Al llegar al lugar indicado, quienes se identificaron como los padres del recién nacido in­formaron a los rescatistas que el bebé se había desbarrancado de la hamaca, golpeándose el crá­neo y su espaldita.

A pregunta expresa de uno de los camilleros, quien se sor­prendió de ver a la pareja dema­siado joven para ser padres, les preguntó la edad. Los dos resul­taron ser menores de edad.

De inmediato, el recién na­cido fue trasladado al nosoco­mio estatal, donde la doctora de turno que lo dio de alta hizo una auscultación médica cuidadosa, dadas las contusiones que pre­sentaba el cuerpecito.

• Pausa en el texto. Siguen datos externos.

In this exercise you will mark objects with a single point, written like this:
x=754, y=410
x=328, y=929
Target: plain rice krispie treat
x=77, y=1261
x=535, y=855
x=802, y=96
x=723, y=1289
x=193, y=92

Los padres se quedaron en la sala de espera mientras su hijo era llevado al área de terapia intensiva, donde fue estabiliza­do. Posteriormente, junto a un cuerpo de colegas que revisaron los moretones que presentaba el menor, decidieron que era necesario hacer algunas radio­grafías.

Una trabajadora social habló con los padres para que autori­zaran el permiso de los estudios que le harían al menor de edad. La pareja joven nerviosa autori­zó las tomografías.

PASÓ CUATRO DÍAS EN AGONÍA

Después de pasadas las 48 ho­ras, el niño seguía sin responder a las inyecciones y sueros que le pusieron. En la sala del nosoco­mio, la joven pareja hablaba en voz baja, parecían recriminarse el descuido grave que ocasionó la caída del bebé.

Cuando los médicos vieron las placas oscuras puestas a con­traluz de una lámpara supieron que las contusiones y fracturas que presentaba en infante no tenían nada que ver con la ver­sión dada por los padres. De inmediato, como marca la ley, dieron aviso a la Fiscalía Gene­ral del Estado de Quintana Roo, para que pudiera aflorar la ver­dad de los hechos.

En el hospital, todos los doc­tores y enfermeras se sintieron conmovidos de saber que el in­fante se debatía entre la vida y la muerte, y algunos rezaban pi­diendo por su mejoría, porque volviera en sí la criatura.

Los padres del menor fue­ron dejando de repetir frente al equipo médico y con las per­sonas que estaban en la sala de espera su versión de los hechos y ya solo guardaban silencio y se miraban entre ellos.

El jueves 14 de enero, aproxi­madamente a las 12: 45 del día, el personal médico buscó a la joven pareja en la sala y los pasi­llos del nosocomio. Fue voceada insistentemente por el altavoz, pero ni la madre ni el padre se presentaron en el mostrador.

El recién nacido de apenas dos meses de edad había dejado de respirar a consecuencia del traumatismo craneoencefálico causado por un posible maltra­to físico.

Agentes de la Fiscalía Gene­ral del Estado de Quintana Roo abrieron una carpeta de inves­tigación por el delito de infan­ticidio. Hasta el momento los padres no han sido detenidos.